New England clam chowder is a milk- or cream-based soup that’s thickened by the starch from potatoes or crushed crackers. Onions and celery sautéed in bacon fat add a salty component that complements the clams. Littleneck or cherrystone clams work best for chowders. They’re cooked in salted water until the shells open revealing the sweet and salty flesh. The liquid the clams are cooked in becomes the broth for the soup, adding extra clam flavor. New England chowders are served simply with crackers and a spoon.

Squirrel Appreciation Day

Squirrel Appreciation Day is celebrated annually on January 21 in the United States!

On this day we are encouraged to honor squirrels! You can help celebrate this day by putting out extra food for the squirrels.

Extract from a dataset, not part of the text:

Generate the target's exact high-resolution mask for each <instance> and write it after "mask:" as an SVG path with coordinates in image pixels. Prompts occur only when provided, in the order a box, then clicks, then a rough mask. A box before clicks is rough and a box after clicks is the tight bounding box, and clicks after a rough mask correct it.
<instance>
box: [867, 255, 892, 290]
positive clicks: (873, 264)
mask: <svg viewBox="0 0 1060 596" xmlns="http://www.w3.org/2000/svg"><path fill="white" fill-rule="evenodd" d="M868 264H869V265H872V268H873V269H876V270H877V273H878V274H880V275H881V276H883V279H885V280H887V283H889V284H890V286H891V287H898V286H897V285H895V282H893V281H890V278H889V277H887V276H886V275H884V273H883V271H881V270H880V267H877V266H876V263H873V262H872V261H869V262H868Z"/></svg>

Squirrel Appreciation Day is an opportunity to enjoy and appreciate squirrels in their native environment. It's lots of fun to watch squirrels climbing trees, jumping from limb to limb, gathering food and munching on snacks. You can even get a big chuckle out of watching them do summersaults as they play with each other too. They even play with bugs by tossing them up in the air! hahaha

Squirrel Appreciation Day is held in mid-winter when food sources can be scarce for squirrels. In celebration of Squirrel Appreciation Day we suggest supplementing them with some winter food by giving them some squirrel feed or dried corn from your local pet center or feed store.

We love squirrels and make it a point to feed them in the winter. In fact the photo you see above is one of our squirrels. A family of squirrels were playing chase in the tree when I snapped this photo of one of them. This is a favorite tree for them because we have a squirrel feeders in it that's filled with corn and we also have a large bird feeder in the tree that's filled with a mix of bird seeds and sunflower seeds. The squirrels love the sunflower seeds too. I could spend hours watching them swing and snack on the treats. So on this special holiday please remember our wildlife and give them a helping hand.

Christy Hargrove from Asheville, North Carolina started Squirrel Appreciation Day on January 21, 2001. Christy is a wildlife rehabilitator in North Carolina, and is is affiliated with the Western North Carolina Nature Center.

A squirrel is one of the many small or medium-sized rodents in the family Sciuridae." "In the English-speaking world, "squirrel" commonly refers to members of this family's genera Sciurus and Tamiasciurus, which are tree squirrels with large bushy tails, indigenous to Asia, the Americas and Europe." "Similar genera are found in Africa." "The Sciuridae family also include flying squirrels, as well as ground squirrels such as the chipmunks, prairie dogs, and woodchucks." "Members of the family Anomaluridae are sometimes misleadingly referred to as "scaly-tailed flying squirrels" although they are not closely related to the true squirrels.